= Conradson carbon residue =

Lab test for coking tendency of a substance

Conradson carbon residue, commonly known as "Concarbon" or "CCR", is a laboratory test used to provide an indication of the coke-forming tendencies of an oil. Quantitatively, the test measures the amount of carbonaceous residue remaining after the oil's evaporation and pyrolysis. In general, the test is applicable to petroleum products which are relatively non-volatile, and which decompose on distillation at atmospheric pressure. The phrase "Conradson carbon residue" and its common names can refer to either the test or the numerical value obtained from it.

==Test method==
A quantity of sample is weighed, placed in a crucible, and subjected to destructive distillation. During a fixed period of severe heating, the residue undergoes cracking and coking reactions . At the termination of the heating period, the crucible containing the carbonaceous residue is cooled in a desiccator and weighed. The residue remaining is calculated as a percentage of the original sample, and reported as Conradson carbon residue.

==Applications==
- For burner fuel, Concarbon provides an approximation of the tendency of the fuel to form deposits in vaporizing pot-type and sleeve-type burners.
- For diesel fuel, Concarbon correlates approximately with combustion chamber deposits, provided that alkyl nitrates are absent, or if present, that the test is performed on the base fuel without additive.
- For motor oil, Concarbon was once regarded as indicative of the amount of carbonaceous deposits the oil would form in the combustion chamber of an engine.
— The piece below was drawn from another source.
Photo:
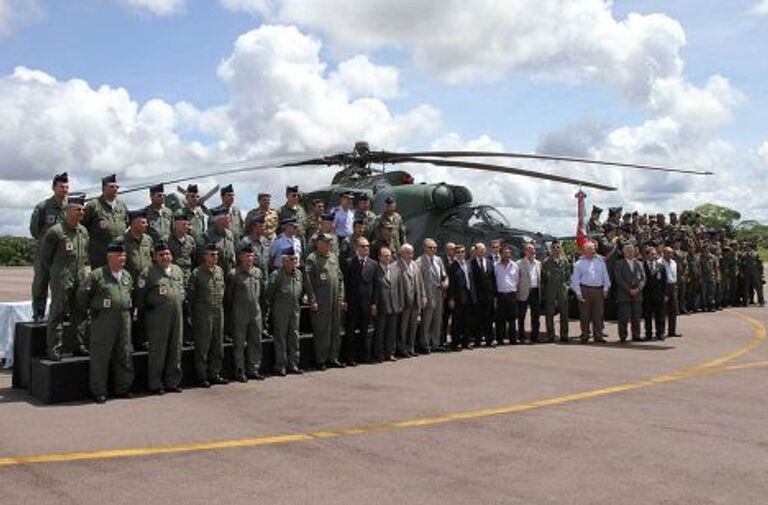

This is now considered to be of doubtful significance due to the presence of additives in many oils.
- For gas oil, Concarbon provides a useful correlation in the manufacture of gas there from.
- For delayed cokers, the Concarbon of the feed correlates positively to the amount of coke that will be produced.
- For fluid catalytic cracking units, the Concarbon of the feed can be used to estimate the feed's coke-forming tendency.